"Gli alunni non saranno più gli stessi. La scuola deve ricucire le ferite"
Redazione Online
|5 anni fa

“Ridare speranza ai giovani, con uno slancio inedito verso il futuro”. E’ una vera e propria missione quella che delinea Stefano Versari, direttore del provveditorato scolastico regionale. Nella sua lunga lettera indirizzata agli istituti scolastici dell’Emilia Romagna, compresi quelli piacentini, si prospetta il futuro dell’istruzione: dopo la pandemia da Covid, del resto, nulla sarà più come prima. “Nemmeno gli alunni – sottolinea Versari -, gli insegnanti non possono aspettarsi di rivederli esattamente come li avevano lasciati a febbraio”.

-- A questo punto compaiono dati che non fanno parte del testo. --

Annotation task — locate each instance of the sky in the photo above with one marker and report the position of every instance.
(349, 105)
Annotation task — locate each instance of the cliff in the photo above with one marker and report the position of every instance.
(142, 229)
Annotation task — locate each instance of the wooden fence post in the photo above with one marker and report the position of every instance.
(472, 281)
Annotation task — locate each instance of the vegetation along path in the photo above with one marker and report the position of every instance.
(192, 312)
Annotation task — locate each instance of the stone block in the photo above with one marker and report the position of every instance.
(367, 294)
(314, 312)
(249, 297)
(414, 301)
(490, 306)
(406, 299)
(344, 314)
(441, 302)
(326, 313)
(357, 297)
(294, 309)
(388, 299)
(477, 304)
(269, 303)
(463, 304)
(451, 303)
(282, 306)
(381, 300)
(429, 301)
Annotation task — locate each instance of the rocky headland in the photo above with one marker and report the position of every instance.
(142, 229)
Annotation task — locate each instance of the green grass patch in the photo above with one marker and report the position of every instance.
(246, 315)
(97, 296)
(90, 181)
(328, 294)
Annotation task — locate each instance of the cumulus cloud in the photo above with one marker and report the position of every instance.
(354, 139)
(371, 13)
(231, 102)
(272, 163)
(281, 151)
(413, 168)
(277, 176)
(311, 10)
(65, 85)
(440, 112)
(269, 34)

Ci sono infatti nuove difficoltà sociali a cui far fronte, complice anche il lungo periodo di didattica a distanza: “La paura, la preoccupazione, le incertezze e i fattori di stress costanti nella popolazione durante l’epidemia possono portare a conseguenze a lungo termine all’interno delle comunità, delle famiglie e degli individui vulnerabili. Parliamo, in questo caso, di rischi psicosociali e della loro ripercussione sul fare scuola”.
Gli effetti del disagio sugli studenti – Il direttore Versari redige una lista, seppur provvisoria, delle condizioni di rischio più rilevate: “Comparsa o acutizzazione di problematiche comportamentali, come irritabilità, problemi con il sonno, risvegli notturni, bizzosità e paura del buio, ma anche segni di regressione a comportamenti di età inferiore, senso di solitudine negli adolescenti, più tempo trascorso sui social o al telefono e incremento di tristezza, ansia, collera apparentemente immotivata e disturbi alimentari”.

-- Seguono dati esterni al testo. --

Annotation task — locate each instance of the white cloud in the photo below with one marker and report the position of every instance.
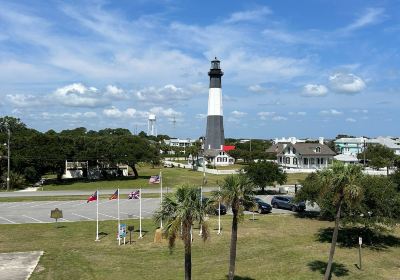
(369, 17)
(22, 100)
(314, 90)
(238, 114)
(279, 118)
(258, 89)
(168, 94)
(251, 15)
(78, 95)
(332, 112)
(265, 115)
(297, 113)
(201, 116)
(346, 83)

Da dove ripartire – “Non ci si può aspettare di rivedere a scuola gli stessi alunni che sono spariti a febbraio – scrive Versari -. Neppure quelli che hanno seguito a distanza sono come prima. Non si può pensare perciò ad un rientro a scuola riprendendo da dove si era lasciato, come se nulla fosse successo nel frattempo. La scuola, in primis gli insegnanti, deve tenere a mente – nella congerie di adempimenti ordinari e straordinari da predisporre per la ripartenza – che sarà necessario conoscere di nuovo ciascun singolo alunno, per ciò che ha vissuto e per come lo ha vissuto. Ciò dal punto di vista degli apprendimenti formali, così come dal punto di vista personale, emozionale, esperienziale. Quello che abbiamo vissuto, lo sappiamo o no, ha cambiato noi stessi e la nostra visione del presente e del futuro”.

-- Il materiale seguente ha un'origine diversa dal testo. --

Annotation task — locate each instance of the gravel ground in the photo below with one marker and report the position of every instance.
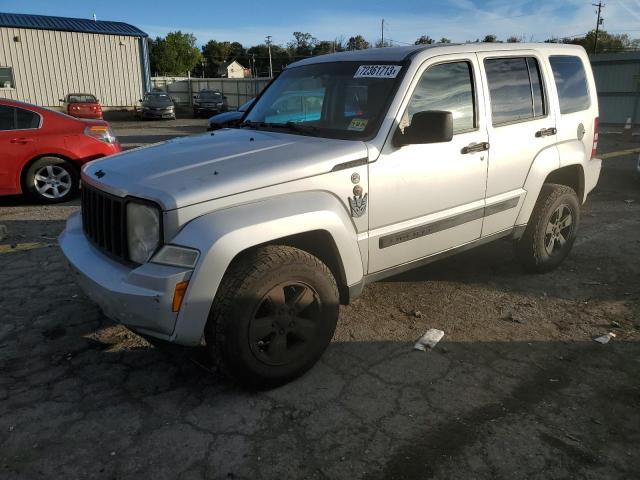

Recuperare la sfera emotiva – “Un aspetto importante, su cui prepararsi fin da questo periodo estivo, riguarda la paura per il futuro che già caratterizzava le generazioni dei nati nel nuovo millennio e che ora, a causa della pandemia, rischia di diventare un sentimento diffuso e deleterio. Ridonare un orizzonte significativo ai giovani è un compito sociale, ma la scuola può fare molto per costruire la fiducia di ciascun allievo nelle proprie capacità e possibilità; così come può aiutare a comprendere che il futuro non è precostituito, quanto piuttosto esito anche del nostro comune impegno di costruzione. Non c’è scuola senza speranza, slancio verso il domani, fiducia nell’impegno personale e di comunità, reciprocità e senso dell’esistenza”.